It’s commonplace to pair meatballs and a red sauce, but this recipe is a lovely alternative. The only prerequisite is that you must love capers!
This recipe comes from one that most likely I copied from a cookbook borrowed from the local library. It’s from the days I had higher priorities than spending lots of money on cookbooks, so I simply borrowed the books, read them, and marked the recipes I wanted to keep. Then my husband would use the copier at work; he was always very nice about this. But, of course, he always got fed well so it was a win-win for him!
I’d then cut out the recipes and glue them on cards. But unfortunately, I cannot share with you the source of this recipe because I never thought to add those details to the recipe cards. It’s really sad that I didn’t, and I apologize to you as well.
I’ve made this recipe the way it is on the card, and it’s divine. I’m pretty sure I made it for other people, because my husband won’t eat capers.
The recipe involves meatballs, that you make any way you want, but they must be made on the small side, and then they’re boiled/steam cooked in a seasoned broth. From the broth you make the sauce, which involves sour cream and capers.
On this post, I’m not really focusing on the meatballs, because everyone has her/his own favorite recipes for meatballs, but more on the way they’re cooked, as well as the sauce. The dish is not terribly photogenic, but really tasty.
Meatballs in a Creamy Caper Sauce
1/2 ground pork, 1/2 ground turkey, white meat only, 12 ounces each
1/2 small onion, diced
2 eggs, beaten
Some amount of breadcrumbs, I used dried, about 1/4 cup
1 teaspoon dried oregano
1/2 teaspoon white pepper
Coarsely ground black pepper
Parsley, which I forgot to put in the meatballs*
In an extra large bowl, place the meats, the onion, eggs, and breadcrumbs. Then add the seasonings.
Use your hands and mix everything together well, without over mixing. You don’t want the meatballs to turn out dense.
Using a scoop, if you feel you need one, form the meat mixture into small balls, about 1″ in diameter.
Meanwhile, pour 1 cup of chicken or beef broth into a large, flat skillet. I used chicken broth powder to season the water.
The original recipe called for lemon juice, a strip of lemon peel, a bay leaf, and some pickling spices to be added to the broth. I decided to make my broth a little more on the herbaceous side. I also omitted the lemon altogether.
I picked some fresh oregano, parsley, and rosemary and placed them in the broth, along with a few bay leaves. Then I simmered the broth for about 15 minutes. You could always do this step first, before you make the meatballs.
When the broth is ready, remove the herbs. Adjust the amount of liquid, if necessary; there should be about 1/4″ minimum on the bottom of the skillet. Make sure the broth is simmering, then add a batch of meatballs.
Cover the skillet and let the meatballs cook through.
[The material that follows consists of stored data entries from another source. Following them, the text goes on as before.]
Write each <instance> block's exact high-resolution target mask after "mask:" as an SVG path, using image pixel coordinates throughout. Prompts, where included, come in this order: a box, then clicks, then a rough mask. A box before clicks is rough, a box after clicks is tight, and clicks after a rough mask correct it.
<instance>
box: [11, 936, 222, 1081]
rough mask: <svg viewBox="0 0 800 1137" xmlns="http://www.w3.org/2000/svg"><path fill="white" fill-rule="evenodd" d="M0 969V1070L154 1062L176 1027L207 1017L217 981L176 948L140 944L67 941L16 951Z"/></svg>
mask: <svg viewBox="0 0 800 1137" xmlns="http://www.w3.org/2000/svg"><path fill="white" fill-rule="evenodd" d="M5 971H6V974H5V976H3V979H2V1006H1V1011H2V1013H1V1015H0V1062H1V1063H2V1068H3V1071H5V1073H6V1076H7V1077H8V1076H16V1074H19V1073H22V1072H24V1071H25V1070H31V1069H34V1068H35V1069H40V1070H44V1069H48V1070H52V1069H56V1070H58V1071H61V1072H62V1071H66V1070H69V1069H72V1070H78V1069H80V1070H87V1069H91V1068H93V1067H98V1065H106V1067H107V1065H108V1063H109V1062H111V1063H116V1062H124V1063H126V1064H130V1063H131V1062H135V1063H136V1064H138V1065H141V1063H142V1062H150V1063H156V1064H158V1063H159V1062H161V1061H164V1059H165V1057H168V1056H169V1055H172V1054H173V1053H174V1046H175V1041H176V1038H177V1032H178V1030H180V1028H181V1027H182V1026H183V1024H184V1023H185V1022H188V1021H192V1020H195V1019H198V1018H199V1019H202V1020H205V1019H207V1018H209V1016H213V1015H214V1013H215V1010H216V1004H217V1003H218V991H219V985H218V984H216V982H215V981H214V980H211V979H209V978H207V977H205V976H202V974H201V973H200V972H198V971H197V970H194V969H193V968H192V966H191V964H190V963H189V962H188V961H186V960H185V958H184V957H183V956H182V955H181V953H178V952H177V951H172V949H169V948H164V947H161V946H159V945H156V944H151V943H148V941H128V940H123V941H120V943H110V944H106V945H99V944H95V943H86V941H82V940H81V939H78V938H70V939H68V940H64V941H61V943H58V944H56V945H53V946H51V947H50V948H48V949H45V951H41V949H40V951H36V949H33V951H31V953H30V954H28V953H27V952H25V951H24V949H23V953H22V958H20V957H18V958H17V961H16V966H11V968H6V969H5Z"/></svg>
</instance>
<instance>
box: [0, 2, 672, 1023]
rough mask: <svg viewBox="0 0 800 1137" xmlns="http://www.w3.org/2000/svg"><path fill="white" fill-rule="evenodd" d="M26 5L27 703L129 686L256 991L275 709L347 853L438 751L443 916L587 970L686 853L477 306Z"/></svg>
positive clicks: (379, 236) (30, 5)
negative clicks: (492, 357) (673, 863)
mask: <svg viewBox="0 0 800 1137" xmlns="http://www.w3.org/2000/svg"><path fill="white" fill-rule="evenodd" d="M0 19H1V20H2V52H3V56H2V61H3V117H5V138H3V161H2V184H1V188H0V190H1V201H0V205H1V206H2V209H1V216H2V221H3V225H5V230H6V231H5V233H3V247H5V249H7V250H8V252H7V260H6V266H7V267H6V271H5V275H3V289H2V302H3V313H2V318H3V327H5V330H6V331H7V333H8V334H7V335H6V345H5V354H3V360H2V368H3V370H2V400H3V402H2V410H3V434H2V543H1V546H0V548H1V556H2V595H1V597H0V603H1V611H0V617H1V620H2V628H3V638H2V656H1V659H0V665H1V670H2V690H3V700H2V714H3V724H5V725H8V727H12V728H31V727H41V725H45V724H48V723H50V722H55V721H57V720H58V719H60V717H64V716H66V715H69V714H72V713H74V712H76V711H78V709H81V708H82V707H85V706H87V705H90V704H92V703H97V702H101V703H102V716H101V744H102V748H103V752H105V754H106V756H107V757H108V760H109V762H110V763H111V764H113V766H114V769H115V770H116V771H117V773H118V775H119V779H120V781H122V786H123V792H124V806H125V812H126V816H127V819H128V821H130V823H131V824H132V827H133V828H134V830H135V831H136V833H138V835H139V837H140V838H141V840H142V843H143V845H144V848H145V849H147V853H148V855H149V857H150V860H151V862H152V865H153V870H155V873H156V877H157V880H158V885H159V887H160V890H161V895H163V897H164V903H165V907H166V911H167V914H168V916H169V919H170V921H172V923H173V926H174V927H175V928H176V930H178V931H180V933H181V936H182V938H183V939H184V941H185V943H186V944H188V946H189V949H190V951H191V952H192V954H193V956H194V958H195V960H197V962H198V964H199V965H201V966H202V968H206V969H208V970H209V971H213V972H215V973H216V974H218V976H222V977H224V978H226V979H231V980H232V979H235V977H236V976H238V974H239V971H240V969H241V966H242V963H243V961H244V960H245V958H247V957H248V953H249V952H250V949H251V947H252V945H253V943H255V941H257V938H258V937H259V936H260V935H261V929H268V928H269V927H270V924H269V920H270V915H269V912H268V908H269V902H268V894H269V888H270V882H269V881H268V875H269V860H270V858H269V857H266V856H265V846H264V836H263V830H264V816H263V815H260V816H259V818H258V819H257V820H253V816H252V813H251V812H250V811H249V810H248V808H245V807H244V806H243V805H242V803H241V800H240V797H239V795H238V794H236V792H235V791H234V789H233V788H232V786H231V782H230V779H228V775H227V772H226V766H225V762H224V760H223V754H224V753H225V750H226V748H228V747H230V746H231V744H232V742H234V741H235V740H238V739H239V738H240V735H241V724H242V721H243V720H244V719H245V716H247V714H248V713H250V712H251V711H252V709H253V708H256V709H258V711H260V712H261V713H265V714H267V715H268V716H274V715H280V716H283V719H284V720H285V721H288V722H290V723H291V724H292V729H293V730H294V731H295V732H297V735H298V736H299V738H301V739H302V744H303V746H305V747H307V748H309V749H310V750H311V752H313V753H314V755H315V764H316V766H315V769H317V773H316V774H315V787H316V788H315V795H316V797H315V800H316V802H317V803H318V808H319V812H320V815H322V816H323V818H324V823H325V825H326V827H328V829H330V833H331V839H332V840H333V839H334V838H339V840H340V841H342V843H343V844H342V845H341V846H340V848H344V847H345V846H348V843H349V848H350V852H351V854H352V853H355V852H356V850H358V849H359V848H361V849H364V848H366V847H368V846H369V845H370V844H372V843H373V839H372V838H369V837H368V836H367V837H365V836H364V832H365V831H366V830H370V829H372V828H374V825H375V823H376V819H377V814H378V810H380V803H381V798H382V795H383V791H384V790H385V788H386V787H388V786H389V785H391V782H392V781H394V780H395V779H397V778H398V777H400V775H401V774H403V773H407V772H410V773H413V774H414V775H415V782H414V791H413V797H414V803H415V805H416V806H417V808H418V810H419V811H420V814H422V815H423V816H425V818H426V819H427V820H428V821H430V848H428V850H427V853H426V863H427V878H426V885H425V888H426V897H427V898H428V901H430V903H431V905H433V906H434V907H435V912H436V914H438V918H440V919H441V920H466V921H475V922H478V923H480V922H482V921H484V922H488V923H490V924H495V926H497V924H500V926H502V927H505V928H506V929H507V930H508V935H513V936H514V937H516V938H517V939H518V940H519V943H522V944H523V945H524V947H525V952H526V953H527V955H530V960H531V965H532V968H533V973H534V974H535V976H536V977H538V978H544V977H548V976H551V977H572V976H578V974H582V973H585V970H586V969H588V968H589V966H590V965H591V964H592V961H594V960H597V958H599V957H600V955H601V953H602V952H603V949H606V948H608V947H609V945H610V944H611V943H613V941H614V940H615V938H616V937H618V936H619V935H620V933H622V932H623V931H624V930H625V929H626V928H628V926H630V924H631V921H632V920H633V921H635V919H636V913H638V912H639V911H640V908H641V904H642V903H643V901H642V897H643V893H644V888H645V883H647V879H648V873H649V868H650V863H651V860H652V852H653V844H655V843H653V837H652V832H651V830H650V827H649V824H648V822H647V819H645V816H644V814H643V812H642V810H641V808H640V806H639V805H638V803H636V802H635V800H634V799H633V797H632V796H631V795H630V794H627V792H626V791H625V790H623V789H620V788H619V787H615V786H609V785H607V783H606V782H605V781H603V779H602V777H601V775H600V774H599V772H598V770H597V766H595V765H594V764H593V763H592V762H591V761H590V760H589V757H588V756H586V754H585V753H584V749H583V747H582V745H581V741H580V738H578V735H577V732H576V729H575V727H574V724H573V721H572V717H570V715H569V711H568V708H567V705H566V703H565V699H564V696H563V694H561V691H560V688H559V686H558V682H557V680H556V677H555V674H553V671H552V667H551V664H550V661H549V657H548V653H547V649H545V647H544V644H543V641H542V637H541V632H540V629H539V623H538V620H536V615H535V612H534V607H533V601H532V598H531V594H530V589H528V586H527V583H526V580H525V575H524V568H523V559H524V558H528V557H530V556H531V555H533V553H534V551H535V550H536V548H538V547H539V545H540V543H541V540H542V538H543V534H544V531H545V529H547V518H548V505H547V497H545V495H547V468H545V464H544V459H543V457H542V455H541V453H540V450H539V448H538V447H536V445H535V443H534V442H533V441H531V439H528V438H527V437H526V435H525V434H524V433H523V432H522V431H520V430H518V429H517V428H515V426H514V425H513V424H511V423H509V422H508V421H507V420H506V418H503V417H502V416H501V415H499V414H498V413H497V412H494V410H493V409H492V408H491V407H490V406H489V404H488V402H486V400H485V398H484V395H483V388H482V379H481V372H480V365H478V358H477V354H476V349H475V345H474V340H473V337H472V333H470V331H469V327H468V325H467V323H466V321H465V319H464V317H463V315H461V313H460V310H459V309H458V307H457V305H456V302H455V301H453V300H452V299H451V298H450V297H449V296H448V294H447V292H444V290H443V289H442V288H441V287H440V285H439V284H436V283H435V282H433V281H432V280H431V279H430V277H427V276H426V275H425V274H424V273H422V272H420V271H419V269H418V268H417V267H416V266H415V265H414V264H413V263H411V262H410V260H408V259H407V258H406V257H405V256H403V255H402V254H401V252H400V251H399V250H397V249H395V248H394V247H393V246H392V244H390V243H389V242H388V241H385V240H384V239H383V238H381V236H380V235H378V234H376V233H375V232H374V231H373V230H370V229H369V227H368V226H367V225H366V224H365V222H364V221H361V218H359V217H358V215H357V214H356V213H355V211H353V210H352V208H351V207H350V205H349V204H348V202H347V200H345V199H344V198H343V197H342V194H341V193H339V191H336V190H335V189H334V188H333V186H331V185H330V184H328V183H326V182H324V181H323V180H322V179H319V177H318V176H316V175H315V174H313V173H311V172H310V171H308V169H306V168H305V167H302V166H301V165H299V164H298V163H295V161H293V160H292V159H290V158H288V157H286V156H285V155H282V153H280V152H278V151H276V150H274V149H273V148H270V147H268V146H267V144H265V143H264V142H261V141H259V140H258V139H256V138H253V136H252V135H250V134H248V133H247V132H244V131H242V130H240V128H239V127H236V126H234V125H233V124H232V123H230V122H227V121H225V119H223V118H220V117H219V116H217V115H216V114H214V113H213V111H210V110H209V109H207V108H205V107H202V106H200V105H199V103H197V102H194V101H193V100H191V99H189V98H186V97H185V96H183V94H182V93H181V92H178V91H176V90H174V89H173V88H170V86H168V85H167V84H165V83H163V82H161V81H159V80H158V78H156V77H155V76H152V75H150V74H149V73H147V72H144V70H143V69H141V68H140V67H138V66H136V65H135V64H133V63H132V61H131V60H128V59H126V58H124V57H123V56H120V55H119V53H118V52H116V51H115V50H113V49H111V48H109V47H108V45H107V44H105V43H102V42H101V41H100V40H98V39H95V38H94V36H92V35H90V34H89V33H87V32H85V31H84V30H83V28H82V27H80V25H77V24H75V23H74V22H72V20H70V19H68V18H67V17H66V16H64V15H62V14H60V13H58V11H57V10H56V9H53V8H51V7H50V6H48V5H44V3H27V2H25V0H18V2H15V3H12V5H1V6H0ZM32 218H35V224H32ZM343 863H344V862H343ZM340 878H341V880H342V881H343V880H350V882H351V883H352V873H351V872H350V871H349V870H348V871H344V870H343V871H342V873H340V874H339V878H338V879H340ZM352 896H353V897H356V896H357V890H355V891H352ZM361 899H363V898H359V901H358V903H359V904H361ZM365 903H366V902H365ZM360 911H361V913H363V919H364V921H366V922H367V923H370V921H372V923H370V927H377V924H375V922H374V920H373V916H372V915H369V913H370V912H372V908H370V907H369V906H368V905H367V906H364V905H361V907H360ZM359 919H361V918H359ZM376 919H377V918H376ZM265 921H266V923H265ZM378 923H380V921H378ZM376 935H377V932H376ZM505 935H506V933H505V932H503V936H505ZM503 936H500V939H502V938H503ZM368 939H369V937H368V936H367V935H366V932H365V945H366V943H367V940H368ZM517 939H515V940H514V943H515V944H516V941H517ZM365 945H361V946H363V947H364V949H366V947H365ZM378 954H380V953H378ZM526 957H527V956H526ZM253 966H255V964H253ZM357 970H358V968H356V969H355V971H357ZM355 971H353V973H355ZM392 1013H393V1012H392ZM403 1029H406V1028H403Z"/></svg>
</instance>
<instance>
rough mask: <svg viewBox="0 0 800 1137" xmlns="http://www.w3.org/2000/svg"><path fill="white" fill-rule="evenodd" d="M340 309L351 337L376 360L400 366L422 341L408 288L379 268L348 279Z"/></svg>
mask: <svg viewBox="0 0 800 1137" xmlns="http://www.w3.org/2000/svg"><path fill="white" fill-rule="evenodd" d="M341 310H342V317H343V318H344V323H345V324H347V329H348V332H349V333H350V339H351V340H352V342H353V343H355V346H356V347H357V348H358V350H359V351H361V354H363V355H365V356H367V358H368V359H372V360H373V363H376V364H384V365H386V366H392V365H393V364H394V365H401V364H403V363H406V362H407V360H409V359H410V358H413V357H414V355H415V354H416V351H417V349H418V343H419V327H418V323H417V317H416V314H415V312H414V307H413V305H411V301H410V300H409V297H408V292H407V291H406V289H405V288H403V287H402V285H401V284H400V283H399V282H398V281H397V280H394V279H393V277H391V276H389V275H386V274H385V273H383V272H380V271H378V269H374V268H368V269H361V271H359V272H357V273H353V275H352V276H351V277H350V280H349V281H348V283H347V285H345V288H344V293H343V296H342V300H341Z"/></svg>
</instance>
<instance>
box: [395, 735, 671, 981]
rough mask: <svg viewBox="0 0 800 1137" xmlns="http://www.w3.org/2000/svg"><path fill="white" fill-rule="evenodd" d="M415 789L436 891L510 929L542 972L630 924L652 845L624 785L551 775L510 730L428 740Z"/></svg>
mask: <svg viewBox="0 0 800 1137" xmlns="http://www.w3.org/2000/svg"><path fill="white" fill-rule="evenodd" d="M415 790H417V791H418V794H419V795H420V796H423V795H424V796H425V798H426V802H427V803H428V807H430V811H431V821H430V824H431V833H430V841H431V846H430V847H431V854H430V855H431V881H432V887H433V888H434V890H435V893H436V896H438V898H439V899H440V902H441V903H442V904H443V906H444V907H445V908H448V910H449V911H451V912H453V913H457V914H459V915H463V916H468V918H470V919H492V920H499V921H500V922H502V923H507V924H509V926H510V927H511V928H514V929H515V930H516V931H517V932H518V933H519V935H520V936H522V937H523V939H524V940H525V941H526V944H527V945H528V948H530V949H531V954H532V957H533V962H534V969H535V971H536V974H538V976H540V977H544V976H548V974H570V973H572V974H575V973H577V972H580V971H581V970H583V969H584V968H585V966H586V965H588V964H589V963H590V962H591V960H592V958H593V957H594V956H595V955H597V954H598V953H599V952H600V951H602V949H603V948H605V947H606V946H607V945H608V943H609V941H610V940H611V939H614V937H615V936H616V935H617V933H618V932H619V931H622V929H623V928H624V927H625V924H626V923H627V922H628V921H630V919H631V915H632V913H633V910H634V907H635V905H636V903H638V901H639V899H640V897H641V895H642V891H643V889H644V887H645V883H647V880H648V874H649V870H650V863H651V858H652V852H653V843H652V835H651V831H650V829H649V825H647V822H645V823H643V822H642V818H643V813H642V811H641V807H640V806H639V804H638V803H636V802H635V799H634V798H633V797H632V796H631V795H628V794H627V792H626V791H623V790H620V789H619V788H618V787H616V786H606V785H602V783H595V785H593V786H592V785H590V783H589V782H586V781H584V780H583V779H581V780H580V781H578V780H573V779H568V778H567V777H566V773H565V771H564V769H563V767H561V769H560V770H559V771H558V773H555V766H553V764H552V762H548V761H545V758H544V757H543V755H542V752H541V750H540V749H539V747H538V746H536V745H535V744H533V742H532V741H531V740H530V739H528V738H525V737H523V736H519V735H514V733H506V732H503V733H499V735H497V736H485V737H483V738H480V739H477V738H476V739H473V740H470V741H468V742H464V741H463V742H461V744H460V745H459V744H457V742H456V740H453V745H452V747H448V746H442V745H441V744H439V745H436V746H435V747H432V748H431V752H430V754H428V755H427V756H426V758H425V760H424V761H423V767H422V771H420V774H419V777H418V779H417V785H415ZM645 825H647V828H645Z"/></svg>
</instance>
This will hardly take 5 minutes or so; you could always check one to see if it’s just done in the middle. You don’t want to overcook them.
Remove the cooked meatballs with a slotted spoon, place them on a clean platter, and continue with the remaining batches. You’re left with some meat and onion bits in the seasoned broth, but that didn’t bother me. If it bothers you, pour the liquid through a sieve, and then back into the skillet. You should still have about 3/4 cup – 1 cup of liquid. This will dictate the amount of sauce you end up with, so adjust accordingly.
At this point, with the broth simmering, add a teaspoon of cornstarch and whisk well, then add 2 heaping tablespoons of sour cream or creme fraiche. Whisk well, then stir in about 1/4 cup of capers.
Add the amount of meatballs you want smothered with this sauce, and leave the rest for another purpose. Cook the meatballs gently, turning them around in the sauce. Give them a minute, and then serve.
I served these meatballs to myself with some steamed asparagus, and it was a very nice combination. The original recipes suggests egg noodles, which would work if you have a lot of sauce.
If desired, top the meatballs with a few more capers and some chopped parsley before serving.
* I feel that parsley is really underappreciated and under used, especially in the U.S. I think we still think of it as only a garnish on a plate. But in meatballs, for example, it not only adds a fresh flavor and a pretty color, but it adds moisture as well. But omit it if you don’t love it.
note: In the original recipe, you are also supposed to add chopped capers to the meatballs, which is a very good addition. Since my husband was going to be eating a majority of these meatballs, I omitted them.
Also, think about the different ways that you can season the broth, using peppercorns, allspice, star anise, orange peel, garlic, and much more. It’s a brilliant way to add flavors to the basic broth base of the sauce.
Also, I didn’t add any salt to either the meatballs or the sauce; I feel that the capers lend enough saltiness, but this is your choice.